This project aims to predict NBA player salaries based on various performance statistics. By leveraging player data, we analyze and preprocess datasets to create a robust model that can accurately estimate player salaries.
We collected salary data from the 2022-2023 NBA season, referencing a dataset from Kaggle: https://www.kaggle.com/datasets/jamiewelsh2/nba-player-salaries-2022-23-season. Our pre-processing steps include:
- Handling Missing Data: Ensuring completeness of our dataset.
- Outlier Removal: Removing players with fewer than 20 games played to eliminate anomalies, such as season-ending injuries or short-term contracts.
- Normalization: Scaling data for better model performance.
We explored relationships between salary and various performance metrics, such as VORP (Value Over Replacement Player), to identify key predictors. Our visualizations can be seen in the folder labeled 'charts'
We utilized multiple machine learning models, including:
- Linear Regression
- Decision Trees
- Random Forests
- Elastic Net
- XG Boost
We also performed hyperparameter tuning for XGBoost using Bayesian search.
K-fold cross-validation was implemented for better performance on our training data.

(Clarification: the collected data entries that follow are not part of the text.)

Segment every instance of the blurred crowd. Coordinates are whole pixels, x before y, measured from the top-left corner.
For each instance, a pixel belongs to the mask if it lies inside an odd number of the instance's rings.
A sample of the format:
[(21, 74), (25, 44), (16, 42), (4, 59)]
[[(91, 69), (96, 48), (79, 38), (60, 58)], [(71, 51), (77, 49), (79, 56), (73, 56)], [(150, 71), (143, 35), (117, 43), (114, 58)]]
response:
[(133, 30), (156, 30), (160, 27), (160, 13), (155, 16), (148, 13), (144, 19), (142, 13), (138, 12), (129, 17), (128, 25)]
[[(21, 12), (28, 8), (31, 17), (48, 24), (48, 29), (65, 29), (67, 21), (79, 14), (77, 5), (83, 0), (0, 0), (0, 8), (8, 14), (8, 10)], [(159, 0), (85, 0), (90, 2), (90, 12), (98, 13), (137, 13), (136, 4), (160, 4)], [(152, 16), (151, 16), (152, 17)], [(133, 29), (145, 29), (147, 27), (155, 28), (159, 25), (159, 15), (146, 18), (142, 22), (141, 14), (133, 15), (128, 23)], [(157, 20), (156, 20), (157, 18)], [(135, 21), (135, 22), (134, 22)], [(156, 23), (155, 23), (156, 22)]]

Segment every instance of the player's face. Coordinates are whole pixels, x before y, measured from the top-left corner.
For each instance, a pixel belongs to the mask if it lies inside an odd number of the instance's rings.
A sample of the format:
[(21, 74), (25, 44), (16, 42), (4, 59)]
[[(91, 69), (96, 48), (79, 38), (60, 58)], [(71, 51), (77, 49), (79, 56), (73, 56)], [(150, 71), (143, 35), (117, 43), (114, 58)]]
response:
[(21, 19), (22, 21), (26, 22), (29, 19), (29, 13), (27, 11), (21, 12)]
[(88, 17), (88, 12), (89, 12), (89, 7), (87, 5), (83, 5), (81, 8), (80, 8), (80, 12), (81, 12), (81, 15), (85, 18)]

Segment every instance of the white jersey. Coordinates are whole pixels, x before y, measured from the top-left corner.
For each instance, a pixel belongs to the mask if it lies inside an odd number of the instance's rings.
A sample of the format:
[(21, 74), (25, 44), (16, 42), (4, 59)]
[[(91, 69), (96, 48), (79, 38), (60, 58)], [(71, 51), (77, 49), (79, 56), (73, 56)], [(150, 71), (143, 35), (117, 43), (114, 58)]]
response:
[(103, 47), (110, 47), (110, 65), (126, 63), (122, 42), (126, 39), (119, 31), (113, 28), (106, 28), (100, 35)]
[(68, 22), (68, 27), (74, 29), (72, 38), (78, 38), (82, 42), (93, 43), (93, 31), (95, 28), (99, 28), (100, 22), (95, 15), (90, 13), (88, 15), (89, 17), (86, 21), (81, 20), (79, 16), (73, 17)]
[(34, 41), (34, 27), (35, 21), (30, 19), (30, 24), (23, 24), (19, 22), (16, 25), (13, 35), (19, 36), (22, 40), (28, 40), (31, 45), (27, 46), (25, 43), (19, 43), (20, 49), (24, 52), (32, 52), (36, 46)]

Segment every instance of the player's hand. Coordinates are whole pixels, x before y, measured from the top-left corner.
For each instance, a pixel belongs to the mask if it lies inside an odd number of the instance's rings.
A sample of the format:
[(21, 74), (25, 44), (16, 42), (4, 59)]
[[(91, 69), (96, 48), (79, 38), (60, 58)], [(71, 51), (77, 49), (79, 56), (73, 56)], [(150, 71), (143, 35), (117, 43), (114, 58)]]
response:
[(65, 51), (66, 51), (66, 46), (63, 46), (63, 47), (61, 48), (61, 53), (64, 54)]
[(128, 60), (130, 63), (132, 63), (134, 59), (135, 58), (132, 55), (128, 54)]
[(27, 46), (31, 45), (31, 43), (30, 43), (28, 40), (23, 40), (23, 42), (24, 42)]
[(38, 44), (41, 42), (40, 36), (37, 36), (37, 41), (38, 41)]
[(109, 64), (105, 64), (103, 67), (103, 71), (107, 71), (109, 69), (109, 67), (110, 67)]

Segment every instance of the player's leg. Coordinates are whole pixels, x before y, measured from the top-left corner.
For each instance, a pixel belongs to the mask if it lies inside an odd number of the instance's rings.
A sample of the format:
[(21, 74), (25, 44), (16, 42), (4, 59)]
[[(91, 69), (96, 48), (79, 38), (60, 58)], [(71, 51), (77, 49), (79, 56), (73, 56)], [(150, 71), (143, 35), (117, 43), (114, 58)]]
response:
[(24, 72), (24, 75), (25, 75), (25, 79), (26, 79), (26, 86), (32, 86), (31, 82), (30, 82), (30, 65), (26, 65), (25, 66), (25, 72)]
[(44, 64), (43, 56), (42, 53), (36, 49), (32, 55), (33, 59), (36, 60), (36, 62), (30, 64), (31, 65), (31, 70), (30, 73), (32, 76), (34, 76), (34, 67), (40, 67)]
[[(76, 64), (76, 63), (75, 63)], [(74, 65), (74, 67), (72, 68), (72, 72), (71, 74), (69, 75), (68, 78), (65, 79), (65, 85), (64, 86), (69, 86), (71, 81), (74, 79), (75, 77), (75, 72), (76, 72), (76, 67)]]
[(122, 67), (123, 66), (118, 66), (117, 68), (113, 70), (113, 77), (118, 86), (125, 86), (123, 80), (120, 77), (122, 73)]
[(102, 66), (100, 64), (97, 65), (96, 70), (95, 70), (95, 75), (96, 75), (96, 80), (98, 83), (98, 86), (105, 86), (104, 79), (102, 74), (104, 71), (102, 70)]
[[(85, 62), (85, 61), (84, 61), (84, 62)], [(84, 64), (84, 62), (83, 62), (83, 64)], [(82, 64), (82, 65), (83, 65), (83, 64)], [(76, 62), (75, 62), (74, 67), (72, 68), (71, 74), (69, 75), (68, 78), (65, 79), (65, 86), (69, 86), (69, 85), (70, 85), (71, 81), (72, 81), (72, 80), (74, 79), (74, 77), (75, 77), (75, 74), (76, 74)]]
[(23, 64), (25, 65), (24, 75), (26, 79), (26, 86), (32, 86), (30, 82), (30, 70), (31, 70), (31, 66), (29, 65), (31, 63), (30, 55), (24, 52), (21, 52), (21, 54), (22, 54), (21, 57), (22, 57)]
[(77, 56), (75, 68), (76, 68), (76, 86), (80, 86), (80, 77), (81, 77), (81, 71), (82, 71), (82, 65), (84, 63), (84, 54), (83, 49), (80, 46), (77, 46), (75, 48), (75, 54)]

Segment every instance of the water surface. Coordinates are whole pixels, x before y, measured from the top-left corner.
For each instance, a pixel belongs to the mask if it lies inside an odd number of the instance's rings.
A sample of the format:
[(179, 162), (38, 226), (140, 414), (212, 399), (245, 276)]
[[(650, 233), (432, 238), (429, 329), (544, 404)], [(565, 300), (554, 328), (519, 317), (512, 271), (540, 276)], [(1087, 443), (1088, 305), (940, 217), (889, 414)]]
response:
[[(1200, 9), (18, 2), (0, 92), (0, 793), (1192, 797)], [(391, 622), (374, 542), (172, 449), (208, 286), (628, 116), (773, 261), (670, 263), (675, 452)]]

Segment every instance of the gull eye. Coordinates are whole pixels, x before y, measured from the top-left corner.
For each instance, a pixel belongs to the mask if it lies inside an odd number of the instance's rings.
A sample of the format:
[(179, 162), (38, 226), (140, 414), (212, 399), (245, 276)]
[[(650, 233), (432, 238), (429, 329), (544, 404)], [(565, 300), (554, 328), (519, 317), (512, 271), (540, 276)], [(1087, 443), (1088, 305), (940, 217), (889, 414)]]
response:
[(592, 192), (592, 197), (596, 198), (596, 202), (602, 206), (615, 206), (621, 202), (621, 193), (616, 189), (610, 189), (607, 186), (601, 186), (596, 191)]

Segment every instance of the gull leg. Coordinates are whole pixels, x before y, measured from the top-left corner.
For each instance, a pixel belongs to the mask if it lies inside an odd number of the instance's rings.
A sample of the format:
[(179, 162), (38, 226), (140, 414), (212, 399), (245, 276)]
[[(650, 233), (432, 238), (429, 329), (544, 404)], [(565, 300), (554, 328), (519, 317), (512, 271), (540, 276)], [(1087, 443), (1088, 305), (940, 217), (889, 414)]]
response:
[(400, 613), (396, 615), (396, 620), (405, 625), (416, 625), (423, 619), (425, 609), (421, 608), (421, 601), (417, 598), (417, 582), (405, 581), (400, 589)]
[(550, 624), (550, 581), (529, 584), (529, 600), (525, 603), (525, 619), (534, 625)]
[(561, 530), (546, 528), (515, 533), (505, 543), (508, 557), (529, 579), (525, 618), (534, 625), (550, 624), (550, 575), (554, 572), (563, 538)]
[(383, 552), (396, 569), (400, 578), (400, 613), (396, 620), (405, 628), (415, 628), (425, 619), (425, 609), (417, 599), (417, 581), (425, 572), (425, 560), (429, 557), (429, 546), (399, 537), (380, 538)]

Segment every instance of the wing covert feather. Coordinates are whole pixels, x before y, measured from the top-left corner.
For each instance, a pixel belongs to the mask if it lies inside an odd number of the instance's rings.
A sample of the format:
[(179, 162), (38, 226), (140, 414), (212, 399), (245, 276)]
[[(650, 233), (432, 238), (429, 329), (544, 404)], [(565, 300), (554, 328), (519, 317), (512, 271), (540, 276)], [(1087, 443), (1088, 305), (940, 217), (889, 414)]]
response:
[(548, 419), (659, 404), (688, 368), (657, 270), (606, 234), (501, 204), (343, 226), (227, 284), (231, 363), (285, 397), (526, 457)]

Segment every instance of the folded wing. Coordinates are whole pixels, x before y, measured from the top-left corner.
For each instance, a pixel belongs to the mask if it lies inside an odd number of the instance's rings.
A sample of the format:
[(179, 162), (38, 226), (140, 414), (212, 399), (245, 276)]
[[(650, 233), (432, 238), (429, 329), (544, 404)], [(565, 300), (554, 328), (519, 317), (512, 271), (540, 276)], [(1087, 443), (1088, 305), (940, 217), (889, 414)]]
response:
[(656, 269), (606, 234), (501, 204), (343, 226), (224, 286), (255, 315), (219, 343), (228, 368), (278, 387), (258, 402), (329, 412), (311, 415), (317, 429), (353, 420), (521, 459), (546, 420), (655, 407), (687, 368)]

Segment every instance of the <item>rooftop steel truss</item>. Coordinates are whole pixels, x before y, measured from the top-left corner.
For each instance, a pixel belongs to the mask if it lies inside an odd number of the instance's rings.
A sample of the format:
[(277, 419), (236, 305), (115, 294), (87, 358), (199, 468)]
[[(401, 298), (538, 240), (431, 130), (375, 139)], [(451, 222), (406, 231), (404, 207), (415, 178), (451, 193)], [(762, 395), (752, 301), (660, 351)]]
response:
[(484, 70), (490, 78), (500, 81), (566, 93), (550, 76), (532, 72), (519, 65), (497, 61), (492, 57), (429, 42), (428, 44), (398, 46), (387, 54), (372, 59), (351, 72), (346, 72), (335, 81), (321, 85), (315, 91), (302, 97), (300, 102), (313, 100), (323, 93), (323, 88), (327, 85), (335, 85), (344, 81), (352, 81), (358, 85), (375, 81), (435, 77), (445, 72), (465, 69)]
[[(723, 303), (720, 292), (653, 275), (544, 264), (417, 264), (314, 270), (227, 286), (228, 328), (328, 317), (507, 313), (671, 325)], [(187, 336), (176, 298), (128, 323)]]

In addition to individual models, we experimented with meta-models:
- Stacking Regressors: Combining predictions from multiple models to improve overall performance.
- Voting Regressors: Using an ensemble approach to aggregate predictions from several base models for more accurate results.
Each model was evaluated based on their RMSE and StDev.
The project concludes with a comparison of model performances, highlighting the best-performing model for salary prediction based on our analysis. Random Forest became our best-performing model, with XGBoost following as a close second.
In our variable importance analysis for our top 2 performing models, we found that features like Age and TotalMinutes were highly valued when predicting salary. This is mostly because someone who has played in the NBA for an extended period of time is likely to receive a higher salary.
This analysis provides insights into which factors most significantly impact NBA player salaries and offers a predictive framework for future salary estimations.